Morocco: distinctive architecture & distinctive people

By Wayne Wirtanen

(Part 3 of 3 on Morocco)

Kasbahs

“Come wiz me to zee casbah,” Charles Boyer supposedly said to Hedy Lamarr in the movie “Algiers.” This legendary romantic line never was used in that classic 1938 film, but the myth lives on.

What is a casbah, anyway? A casbah (kasbah) is a walled, fortified residential/commercial center, originally an extended-family compound or a mini-village. Casbahs eventually evolved into large compounds housing large populations. (Quite a few casbahs have been refurbished and are used today as luxury hotels.)

Casbahs can be found in Arab countries in the north of Africa, but the Dades Valley in central Morocco has long had the nickname “Valley of a Thousand Casbahs.” The Dades River provides a long, narrow oasis in an otherwise arid desert. The contrast between the desert and the quarter-mile-wide, dense, dark-green agricultural river area is striking. Since Neolithic times (3000 to 1500 B.C.), fertile soil and water have made this an affluent area. For security from roving bands of bandits, early residents built casbahs here.

Built of unbaked mud brick generally to a maximum height of only two stories, most of these casbahs have long since disappeared, but a few are visible on high ground along the highway running parallel with the Dades River.

I visited the casbah Ait Benhaddou in central Morocco. It is quite large, exotic and one of the best-preserved casbahs in Morocco. It receives maintenance support from UNESCO as a significant historic/cultural site. Its fame will endure because it has been the location for many movies.

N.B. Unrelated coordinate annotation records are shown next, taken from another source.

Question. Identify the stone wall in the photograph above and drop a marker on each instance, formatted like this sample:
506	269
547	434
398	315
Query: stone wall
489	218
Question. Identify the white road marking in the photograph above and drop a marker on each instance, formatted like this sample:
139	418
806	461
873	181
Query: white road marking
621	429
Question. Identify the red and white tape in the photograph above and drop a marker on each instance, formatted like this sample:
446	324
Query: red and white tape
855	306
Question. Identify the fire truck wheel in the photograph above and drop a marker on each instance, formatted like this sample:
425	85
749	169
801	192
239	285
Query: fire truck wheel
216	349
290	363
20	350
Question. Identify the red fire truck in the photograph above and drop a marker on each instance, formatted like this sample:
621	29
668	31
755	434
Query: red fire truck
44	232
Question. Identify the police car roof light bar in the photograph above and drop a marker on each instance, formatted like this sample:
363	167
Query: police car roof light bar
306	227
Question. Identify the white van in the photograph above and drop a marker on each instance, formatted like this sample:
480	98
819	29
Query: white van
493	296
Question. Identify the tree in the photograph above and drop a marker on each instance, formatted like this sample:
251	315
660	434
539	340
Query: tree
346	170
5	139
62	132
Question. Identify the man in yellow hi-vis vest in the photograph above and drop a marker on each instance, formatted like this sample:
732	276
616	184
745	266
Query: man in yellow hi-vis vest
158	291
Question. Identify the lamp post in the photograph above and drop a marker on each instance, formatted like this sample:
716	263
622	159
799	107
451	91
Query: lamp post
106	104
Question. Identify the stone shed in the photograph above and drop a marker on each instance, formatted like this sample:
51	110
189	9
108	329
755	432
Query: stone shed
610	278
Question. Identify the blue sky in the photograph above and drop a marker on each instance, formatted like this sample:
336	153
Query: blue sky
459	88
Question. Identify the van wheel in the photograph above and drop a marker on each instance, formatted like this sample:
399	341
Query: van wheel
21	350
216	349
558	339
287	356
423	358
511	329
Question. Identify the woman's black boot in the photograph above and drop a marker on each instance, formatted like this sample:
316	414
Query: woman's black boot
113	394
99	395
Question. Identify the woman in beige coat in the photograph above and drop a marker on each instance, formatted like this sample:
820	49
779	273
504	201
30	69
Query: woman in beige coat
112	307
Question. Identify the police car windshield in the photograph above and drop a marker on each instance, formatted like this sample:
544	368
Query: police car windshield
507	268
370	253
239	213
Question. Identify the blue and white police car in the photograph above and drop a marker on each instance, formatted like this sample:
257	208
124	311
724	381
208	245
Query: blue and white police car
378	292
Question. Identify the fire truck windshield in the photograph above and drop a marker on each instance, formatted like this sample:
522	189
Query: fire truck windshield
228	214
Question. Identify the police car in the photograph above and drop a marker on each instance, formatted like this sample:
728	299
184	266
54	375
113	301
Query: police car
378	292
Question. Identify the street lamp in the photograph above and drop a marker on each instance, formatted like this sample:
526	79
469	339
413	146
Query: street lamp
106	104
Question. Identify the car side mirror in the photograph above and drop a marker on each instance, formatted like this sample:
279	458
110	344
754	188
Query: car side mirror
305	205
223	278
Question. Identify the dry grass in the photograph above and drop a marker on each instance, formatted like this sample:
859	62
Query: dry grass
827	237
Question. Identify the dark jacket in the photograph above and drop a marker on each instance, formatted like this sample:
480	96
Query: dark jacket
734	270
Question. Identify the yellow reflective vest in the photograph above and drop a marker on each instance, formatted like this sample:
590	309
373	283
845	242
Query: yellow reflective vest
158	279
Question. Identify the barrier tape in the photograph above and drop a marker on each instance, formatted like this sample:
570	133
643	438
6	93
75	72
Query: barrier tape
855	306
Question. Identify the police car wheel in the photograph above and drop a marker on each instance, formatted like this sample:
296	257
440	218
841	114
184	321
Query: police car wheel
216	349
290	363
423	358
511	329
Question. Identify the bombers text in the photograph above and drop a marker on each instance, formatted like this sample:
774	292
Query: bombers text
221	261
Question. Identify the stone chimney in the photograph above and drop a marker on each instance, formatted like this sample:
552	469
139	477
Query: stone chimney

On my visit to Ait Benhaddou, I could see that quite a large number of families live there in tidy but spartan conditions as their ancestors have for centuries, but I was not able to get anyone to guess about current population numbers.

Elaborate gates

In early Arabic times, city gates provided access to walled cities. Gates were, at first, heavy security doors but later became elaborately decorated entryways. The extent of expensive appearance was a visible symbol of the city’s affluence.

Now the tradition continues in entryways to palaces, government buildings and private residences. The simplest small town will have a formal gateway opening of some sort curving over the road — the equivalent to our signs that say something like “Welcome to Central City.”

Distinctive people

Morocco has had a long tradition of being the most tolerant of countries. Ethnic and religious groups have lived there in harmony since earliest times. There does not appear to be a major Jewish presence these days, but, in the heart of the Muslim world, Jews have long been welcome, with synagogues present in most of the major cities.

The present population is predominately Arab/Berber and Moor, with a colorful minority of Tuareg (Blue Men of the desert).

Berbers there are known for producing fine jewelry. The classic casbah Ait Benhaddou is the best-known example of Berber architecture. (Arab casbahs are somewhat different and are more correctly called ksars.) Berber women decorate their hands with semipermanent henna tattoos. I saw itinerant henna tattoo artists plying their art in the main square in Marrakech.

Berber carpets are popular these days in modern American homes. I learned the reason for the relatively loose weave of these carpets. It is to let sand through to the floor below. In spring and fall, carpets are lifted up in Berber homes to allow the sand to be swept up and disposed of. Berber carpets are then turned over.

Traditional Berber carpets have different textures on each side — a tighter weave on one side for coolness in the summer and a softer, somewhat more plush surface for warmth underfoot during the winter.

The Tuaregs are primarily desert dwellers and they form a tiny but colorful minority in Morocco.